One of the ideas was a Civil War story, and I realized just how hard it is to write historical fiction. It’s nearly impossible! Every little detail has to be looked up– the clothes they wore back then, the food they ate, not to mention that since this was taking place during the Civil War, all the battle details had to be accurate. My respect for historical fiction writers has skyrocketed, while my desire to write historical fiction has declined significantly. The other two stories were complete flops.

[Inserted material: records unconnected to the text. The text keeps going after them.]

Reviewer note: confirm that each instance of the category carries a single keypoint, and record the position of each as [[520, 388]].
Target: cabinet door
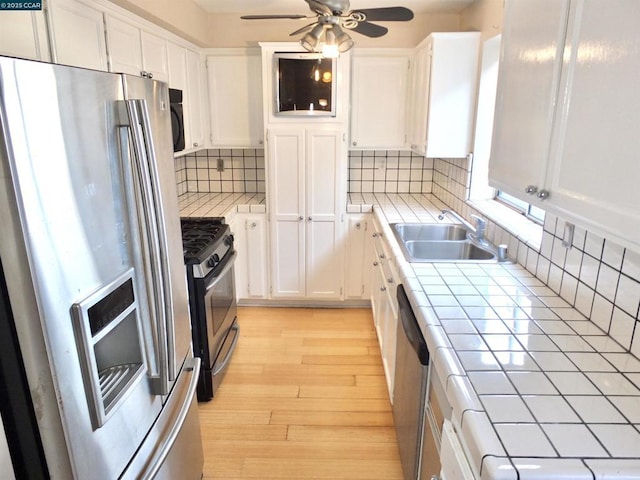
[[195, 100], [419, 99], [154, 56], [24, 34], [595, 169], [125, 52], [79, 35], [235, 96], [378, 111], [452, 87], [357, 261], [529, 72], [324, 185], [286, 205], [256, 234]]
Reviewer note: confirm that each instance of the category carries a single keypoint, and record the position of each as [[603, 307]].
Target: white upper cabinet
[[78, 35], [24, 34], [235, 98], [185, 74], [531, 59], [378, 98], [585, 134], [136, 51], [443, 85], [197, 99]]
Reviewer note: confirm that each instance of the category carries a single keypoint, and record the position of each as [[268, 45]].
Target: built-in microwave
[[177, 119], [305, 84]]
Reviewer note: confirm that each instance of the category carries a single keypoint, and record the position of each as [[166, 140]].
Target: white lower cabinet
[[384, 283], [250, 240], [306, 168], [358, 246]]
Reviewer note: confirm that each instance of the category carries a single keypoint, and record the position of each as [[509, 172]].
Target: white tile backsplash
[[244, 171], [596, 276]]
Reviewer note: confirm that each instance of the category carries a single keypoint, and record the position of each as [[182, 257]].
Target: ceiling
[[300, 6]]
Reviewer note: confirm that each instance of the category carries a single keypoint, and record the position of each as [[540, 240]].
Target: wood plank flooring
[[304, 398]]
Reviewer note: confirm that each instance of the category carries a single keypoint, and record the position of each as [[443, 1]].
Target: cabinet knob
[[543, 194]]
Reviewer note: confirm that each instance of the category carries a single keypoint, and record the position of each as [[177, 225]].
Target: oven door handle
[[224, 271], [227, 357]]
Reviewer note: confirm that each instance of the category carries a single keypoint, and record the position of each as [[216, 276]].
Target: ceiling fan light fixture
[[342, 39], [311, 40]]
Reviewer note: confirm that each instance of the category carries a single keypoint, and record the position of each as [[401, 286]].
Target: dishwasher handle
[[411, 327]]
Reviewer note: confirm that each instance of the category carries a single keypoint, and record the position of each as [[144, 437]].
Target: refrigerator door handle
[[144, 158], [192, 368]]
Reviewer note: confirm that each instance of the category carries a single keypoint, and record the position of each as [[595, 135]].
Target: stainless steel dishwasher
[[410, 390]]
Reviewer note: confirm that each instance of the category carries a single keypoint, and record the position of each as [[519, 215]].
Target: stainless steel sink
[[440, 243], [453, 251], [406, 232]]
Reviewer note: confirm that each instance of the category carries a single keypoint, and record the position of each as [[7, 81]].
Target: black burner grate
[[199, 235]]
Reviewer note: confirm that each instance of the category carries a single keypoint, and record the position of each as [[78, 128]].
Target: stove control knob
[[213, 260]]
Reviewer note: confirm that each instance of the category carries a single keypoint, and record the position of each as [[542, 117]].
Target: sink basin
[[407, 232], [447, 251]]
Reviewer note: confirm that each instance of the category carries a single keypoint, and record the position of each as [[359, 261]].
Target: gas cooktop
[[200, 237]]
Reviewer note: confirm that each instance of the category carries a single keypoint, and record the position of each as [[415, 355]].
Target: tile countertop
[[538, 391], [220, 204]]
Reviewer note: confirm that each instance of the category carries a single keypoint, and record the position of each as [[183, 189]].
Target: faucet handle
[[480, 222]]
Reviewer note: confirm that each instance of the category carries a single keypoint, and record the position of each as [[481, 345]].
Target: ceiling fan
[[332, 17]]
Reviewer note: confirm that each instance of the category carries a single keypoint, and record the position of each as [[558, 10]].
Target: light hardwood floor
[[304, 398]]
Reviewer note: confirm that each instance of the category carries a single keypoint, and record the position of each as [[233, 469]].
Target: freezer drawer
[[173, 448]]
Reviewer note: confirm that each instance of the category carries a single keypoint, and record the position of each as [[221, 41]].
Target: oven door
[[220, 309]]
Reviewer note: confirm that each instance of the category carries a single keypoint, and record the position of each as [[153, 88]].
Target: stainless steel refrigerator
[[94, 279]]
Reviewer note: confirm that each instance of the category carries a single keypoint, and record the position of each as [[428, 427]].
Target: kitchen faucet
[[477, 232]]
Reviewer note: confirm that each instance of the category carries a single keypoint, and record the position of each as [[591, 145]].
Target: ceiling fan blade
[[370, 29], [304, 29], [388, 14], [269, 17]]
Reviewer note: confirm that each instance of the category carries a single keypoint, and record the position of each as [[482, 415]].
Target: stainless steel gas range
[[209, 258]]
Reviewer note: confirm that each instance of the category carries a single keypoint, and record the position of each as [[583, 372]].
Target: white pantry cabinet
[[78, 35], [585, 132], [24, 34], [358, 256], [235, 98], [306, 168], [442, 98], [379, 98], [136, 51], [384, 284], [250, 241]]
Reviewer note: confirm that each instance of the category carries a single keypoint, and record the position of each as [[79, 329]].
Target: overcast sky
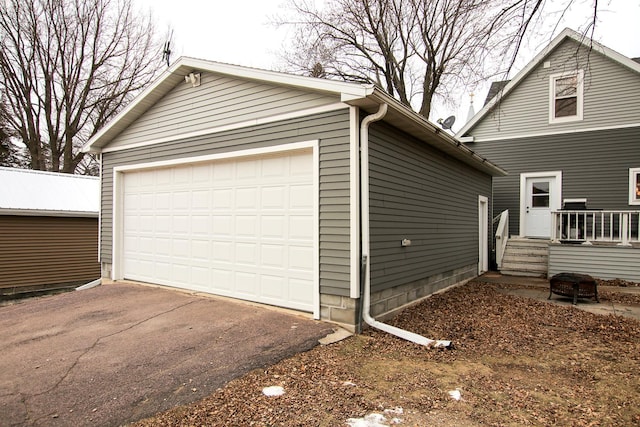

So I prayed about it. Maybe God didn’t want me to write anymore. Maybe he wanted me to focus on being a future mom. Maybe He did want me to write, but hasn’t shown me what yet. Maybe He wanted me to keep starting stories until I found one that gave me passion again. I asked Him to show me what to write, because without writing my daily life is pretty bleak.
He told me to listen. So I listened. And I heard music. (Yes, the radio was on… but so was the perfect song.) Life seemed to pour through my veins once again… through music. The song made new ideas spin in my mind until a story had formed.
And I knew exactly what to write.
So far this story has lasted longer than the others. It’s another fantasy novel, but I’m finding that fantasy/futuristic stories are my favorite to write. Hopefully it won’t be a complete flop like the others. And if it is, well, too bad. I’m going to finish it anyway.